Summary for those wishing to follow science but who can't do math: consider many pairs of individuals and ask to what extent similarity in genotype is related to similarity in phenotype (g score, specific ability score, height, weight, etc.). From this analysis one can estimate the extent to which genes influence phenotype (heritability), and to what extent the same genes are influencing two different traits (e.g., height and weight, or reading ability and general cognitive ability g). The bivariate method is described here in more detail.
"These results indicate that genes related to diverse neurocognitive processes have general rather than specific effects."
DNA Evidence for Strong Genome-Wide Pleiotropy of Cognitive and Learning Abilities (DOI 10.1007/s10519-013-9594-x Behavior Genetics)
Abstract: Very different neurocognitive processes appear to be involved in cognitive abilities such as verbal and non-verbal ability as compared to learning abilities taught in schools such as reading and mathematics. However, twin studies that compare similarity for monozygotic and dizygotic twins suggest that the same genes are largely responsible for genetic influence on these diverse aspects of cognitive function. It is now possible to test this evidence for strong pleiotropy using DNA alone from samples of unrelated individuals. Here we used this new method with 1.7 million DNA markers for a sample of 2,500 unrelated children at age 12 to investigate for the first time the extent of pleiotropy between general cognitive ability (aka intelligence) and learning abilities (reading, mathematics and language skills). We also compared these DNA results to results from twin analyses using the same sample and measures. The DNA-based method revealed strong genome-wide pleiotropy: Genetic correlations were greater than 0.70 between general cognitive ability and language, reading, and mathematics, results that were highly similar to twin study estimates of genetic correlations. These results indicate that genes related to diverse neurocognitive processes have general rather than specific effects.
[GCTA] ... The bivariate method extends the univariate model by relating the pairwise genetic similarity matrix to a phenotypic covariance matrix between traits 1 and 2 (Lee et al. 2012). The eight principal components described earlier were used as covariates in our bivariate GCTA analyses; as mentioned in the previous section, all phenotypes were age- and sex-regressed prior to analysis.
Twin modelling. The twin design and model-fitting is discussed elsewhere (Plomin et al. 2013a). We fit a bivariate Cholesky decomposition using OpenMx (Boker et al. 2011), which provided a direct comparison with the bivariate GCTA. The correlated factor solution is the least restricted model allowing variables to correlate with one another via genetic, shared environment, and non-shared environment.

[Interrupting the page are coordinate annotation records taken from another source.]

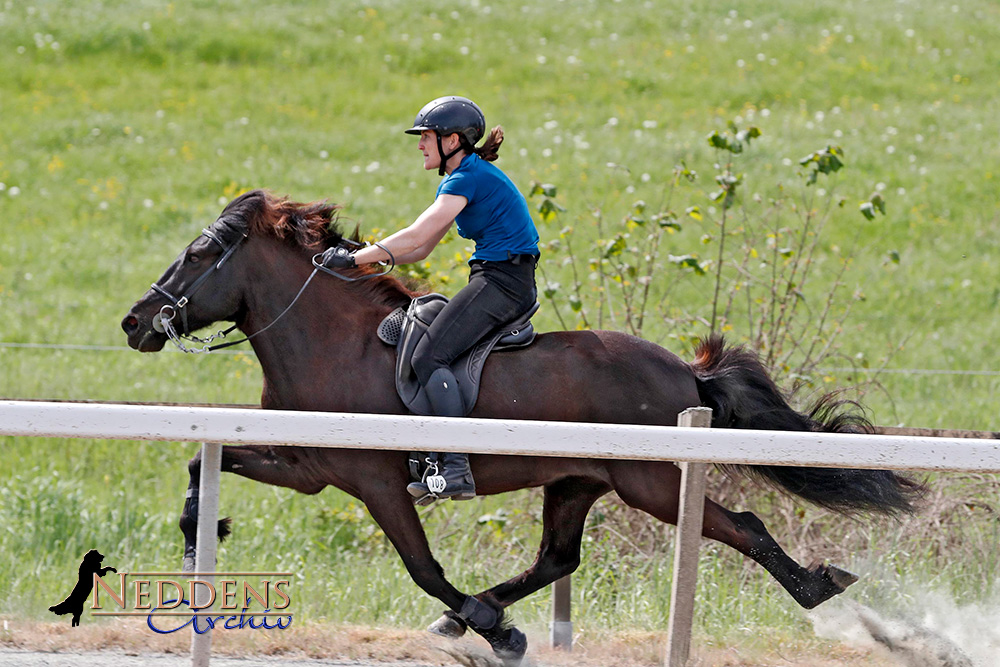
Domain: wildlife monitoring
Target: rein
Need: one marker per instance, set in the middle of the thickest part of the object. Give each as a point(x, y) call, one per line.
point(163, 320)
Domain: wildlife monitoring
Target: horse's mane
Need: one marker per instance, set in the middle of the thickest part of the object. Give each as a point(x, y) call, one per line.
point(311, 226)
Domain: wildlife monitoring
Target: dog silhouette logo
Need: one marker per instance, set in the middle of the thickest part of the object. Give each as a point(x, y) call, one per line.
point(73, 604)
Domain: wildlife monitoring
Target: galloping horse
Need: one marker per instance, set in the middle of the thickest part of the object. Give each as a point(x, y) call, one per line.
point(321, 353)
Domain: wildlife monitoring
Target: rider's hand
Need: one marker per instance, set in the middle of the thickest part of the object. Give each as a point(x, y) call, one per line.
point(338, 258)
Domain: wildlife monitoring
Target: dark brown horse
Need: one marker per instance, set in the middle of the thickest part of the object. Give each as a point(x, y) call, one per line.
point(322, 354)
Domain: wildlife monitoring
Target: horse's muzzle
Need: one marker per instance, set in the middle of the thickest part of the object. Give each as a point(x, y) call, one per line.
point(142, 338)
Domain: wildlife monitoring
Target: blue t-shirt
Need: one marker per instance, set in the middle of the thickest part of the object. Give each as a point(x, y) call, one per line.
point(496, 216)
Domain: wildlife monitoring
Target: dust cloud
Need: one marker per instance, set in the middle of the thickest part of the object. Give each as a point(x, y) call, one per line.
point(917, 629)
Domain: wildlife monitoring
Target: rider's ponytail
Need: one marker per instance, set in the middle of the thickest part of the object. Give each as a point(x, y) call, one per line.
point(488, 151)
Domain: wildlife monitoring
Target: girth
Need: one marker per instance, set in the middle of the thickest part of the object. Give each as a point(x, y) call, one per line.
point(404, 329)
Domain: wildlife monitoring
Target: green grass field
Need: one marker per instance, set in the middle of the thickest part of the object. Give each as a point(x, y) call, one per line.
point(125, 127)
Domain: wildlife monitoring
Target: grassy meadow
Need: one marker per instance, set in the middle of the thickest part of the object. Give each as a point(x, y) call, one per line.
point(126, 126)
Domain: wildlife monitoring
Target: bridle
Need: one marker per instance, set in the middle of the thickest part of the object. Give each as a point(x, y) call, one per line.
point(163, 321)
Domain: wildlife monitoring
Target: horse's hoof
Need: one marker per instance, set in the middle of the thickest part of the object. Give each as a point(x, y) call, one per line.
point(842, 578)
point(512, 651)
point(446, 626)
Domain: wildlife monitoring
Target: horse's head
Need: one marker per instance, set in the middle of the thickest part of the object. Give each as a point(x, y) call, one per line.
point(206, 283)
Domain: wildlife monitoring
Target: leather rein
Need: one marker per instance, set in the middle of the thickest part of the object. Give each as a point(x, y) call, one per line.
point(163, 321)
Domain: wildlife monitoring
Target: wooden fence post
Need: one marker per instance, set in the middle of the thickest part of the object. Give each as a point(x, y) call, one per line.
point(204, 561)
point(688, 539)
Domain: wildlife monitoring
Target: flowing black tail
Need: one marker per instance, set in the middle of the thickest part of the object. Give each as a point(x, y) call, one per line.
point(737, 387)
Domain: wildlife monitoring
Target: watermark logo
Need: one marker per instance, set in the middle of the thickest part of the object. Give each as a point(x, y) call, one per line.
point(90, 571)
point(171, 601)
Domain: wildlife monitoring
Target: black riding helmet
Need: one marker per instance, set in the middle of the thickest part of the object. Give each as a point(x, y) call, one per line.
point(451, 115)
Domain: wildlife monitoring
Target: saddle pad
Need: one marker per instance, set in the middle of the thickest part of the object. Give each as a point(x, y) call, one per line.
point(403, 329)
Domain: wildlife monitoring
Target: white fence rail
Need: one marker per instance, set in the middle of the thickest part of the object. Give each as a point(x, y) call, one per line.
point(487, 436)
point(690, 445)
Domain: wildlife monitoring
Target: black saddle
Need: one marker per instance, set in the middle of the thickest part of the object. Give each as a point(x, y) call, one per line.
point(404, 329)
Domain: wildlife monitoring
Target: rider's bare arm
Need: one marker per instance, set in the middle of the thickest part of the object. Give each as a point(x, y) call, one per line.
point(415, 242)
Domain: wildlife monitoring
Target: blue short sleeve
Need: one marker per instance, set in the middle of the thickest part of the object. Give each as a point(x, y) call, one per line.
point(459, 183)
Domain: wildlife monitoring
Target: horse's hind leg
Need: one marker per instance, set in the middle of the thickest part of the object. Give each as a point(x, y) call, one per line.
point(564, 514)
point(654, 487)
point(253, 462)
point(392, 508)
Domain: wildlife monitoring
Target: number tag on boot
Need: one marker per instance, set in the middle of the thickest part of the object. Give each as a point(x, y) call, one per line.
point(435, 483)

... Table 1 shows GCTA-estimated genetic correlations (and standard errors, SE) between ‘g’ and learning abilities for more than 2,238 12-year-old UK twins (randomly selecting only one member of each twin pair to control for potential confounds, such as birth order) based on 1.7 million SNPs measured from the Affymetrix 6.0 GeneChip or imputed from HapMap 2,3 and WTCCC controls (Trzaskowski et al. 2013). Genetic correlations are significant and substantial for all three comparisons—between ‘g’ and language (0.81), mathematics (0.74), and reading (0.89). The GCTA-estimated genetic correlations between ‘g’ and learning abilities are similar in magnitude to the GCTA-estimated genetic correlation between height and weight (0.76). In addition, Table 1 includes bivariate results for ‘g’ versus height and ‘g’ versus weight as ‘negative controls’; their phenotypic correlations are both 0.07. As expected, these comparisons yielded negligible and nonsignificant genetic correlations (−0.03 and −0.06, respectively).
... A more novel question, and central to the present paper, is why, as we have shown here, bivariate genetic correlations estimated by GCTA are as great as twin study estimates. The likely reason is that attenuation of the estimated additive genetic variance due to imperfect linkage disequilibrium between causal variants and genotyped SNPs applies to both the additive genetic variance of the two traits and to their additive genetic covariance by the same proportion. Thus, the GCTA estimate of the genetic correlation is unbiased because it is derived from the ratio between genetic covariance and the genetic variances of the two traits.
Are generalist genes all in the mind (cognition) or are they in the brain as well? That is, genetic correlations between cognitive and learning abilities might be epiphenomenal in the sense that multiple genetically independent brain mechanisms could affect each ability, creating genetic correlations among abilities. However, the genetic principles of pleiotropy (each gene affects many traits) and polygenicity (many genes affect each trait) lead us to predict that generalist genes have their effects further upstream, creating genetic correlations among brain structures and functions, a prediction that supports a network view of brain structure and function.